Ce jeudi 22 septembre 2022 marque les 62 ans de la proclamation de l’indépendance de la République du Mali sous l’égide de feu le président Modibo Keita. Cet anniversaire, qui aurait dû être un grand moment de fierté nationale, survient, hélas, dans un contexte de délitement qui nourrit le pessimisme.

Durant les huit premières années de son avènement (1960-1968) le nouvel état avait de réels espoirs quant à « la construction d’une économie moderne, décolonisée, tournée vers la satisfaction des besoins essentiels de la population. » Son option anti-impérialiste résolue, son engagement sans faille pour la libération totale de l’Afrique du joug colonial, son orientation panfricaniste sans réserve il vaudront un incontestable rayonnement international. Cet édifice prometteur sera toutefois balayé par le coup d’Etat scélérat, anti-patriotique et anti-progressiste d’un quarteron d’officiers subalternes mené par un certain lieutenant Moussa Traoré de triste mémoire. La dictature d’abord militaire (1968-1978) puis militaro-civile (1979-1991) qui s’installe, n’offre d’autre alternative qu’un mélange d’oppression, de misère, de renoncement à toute ambition de développement pour le pays et de bien-être pour les Maliens, réduits à subir ou à s’exiler. « L’ère démocratique » qui suivra, se révèlera impuissante à répondre à d’immenses attentes placées en elle, mise à mal à la fois par une demande sociale irrépressible, les velléités sécessionnistes récurrentes dans l’Adrar des Ifoghas, les luttes politiques pour pouvoir, la corruption transformée en mode de gestion. Et, pour finir, les errements et compromissions dans la gestion des menaces sécuritaires. Tous les choses ici conduiront à des pronunciamentos militaires en 2012 et 2018.

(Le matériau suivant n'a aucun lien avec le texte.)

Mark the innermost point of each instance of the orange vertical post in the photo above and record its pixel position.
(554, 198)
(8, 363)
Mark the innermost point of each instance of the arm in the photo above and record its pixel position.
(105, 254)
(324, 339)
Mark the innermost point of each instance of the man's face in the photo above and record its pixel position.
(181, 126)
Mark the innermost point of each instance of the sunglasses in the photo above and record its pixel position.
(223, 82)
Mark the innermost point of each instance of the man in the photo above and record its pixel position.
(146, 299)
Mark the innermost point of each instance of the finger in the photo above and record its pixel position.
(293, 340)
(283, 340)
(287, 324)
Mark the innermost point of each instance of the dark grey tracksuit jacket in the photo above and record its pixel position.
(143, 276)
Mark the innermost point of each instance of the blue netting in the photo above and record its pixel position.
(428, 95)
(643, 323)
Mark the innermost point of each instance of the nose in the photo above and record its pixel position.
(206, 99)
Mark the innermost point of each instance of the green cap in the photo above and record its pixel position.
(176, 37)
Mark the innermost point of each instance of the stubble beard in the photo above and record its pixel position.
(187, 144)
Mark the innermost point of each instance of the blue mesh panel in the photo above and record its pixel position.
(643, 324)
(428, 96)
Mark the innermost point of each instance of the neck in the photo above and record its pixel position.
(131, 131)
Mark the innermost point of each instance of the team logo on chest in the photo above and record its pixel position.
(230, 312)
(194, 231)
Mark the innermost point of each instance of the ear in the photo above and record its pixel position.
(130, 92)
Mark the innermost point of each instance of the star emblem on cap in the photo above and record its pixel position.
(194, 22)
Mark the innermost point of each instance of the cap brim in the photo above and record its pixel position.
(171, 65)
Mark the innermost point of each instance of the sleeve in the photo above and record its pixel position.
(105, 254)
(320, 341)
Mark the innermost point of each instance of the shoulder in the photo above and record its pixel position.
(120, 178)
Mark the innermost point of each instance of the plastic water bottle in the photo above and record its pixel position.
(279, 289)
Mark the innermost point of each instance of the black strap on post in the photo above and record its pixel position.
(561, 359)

Conséquence de cet énorme gâchis, le Mali d’aujourd’hui n’est que l’ombre de celui de son père fondateur, lui-même assassiné, probablement par empoisonnement, le 16 mai 1977, au camp des commandos parachutistes de Djicoroni, dans la neuvième année de sa détention sans jugement. Il est menacé de partition dans son septentrion faute avancée dans la mise en œuvre de l’accord pour la paix et la réconciliation du 15 juin 2015, pire à cause de l’option prix par les autorités de la Transition en cours de « relire » cet accord . Selon le rapport trimestriel de la MINUSMA daté de juin dernier, « la présence des autorités de l’Etat est tombée à 10% dans les régions du nord et 21% dans les régions du centre » soit une moyenne de 15% sur ces deux zones cumulées représentant les 3/4 du territoire national. Dans la partie centrale, un nombre de plus en plus élevé de localités est passé, ces dernières semaines, sous le contrôle de groupes djihadistes à la suite d’accords imposés par les massacres et les dévastations aux populations, l’État n’assurant plus sa fonction régalienne de protection.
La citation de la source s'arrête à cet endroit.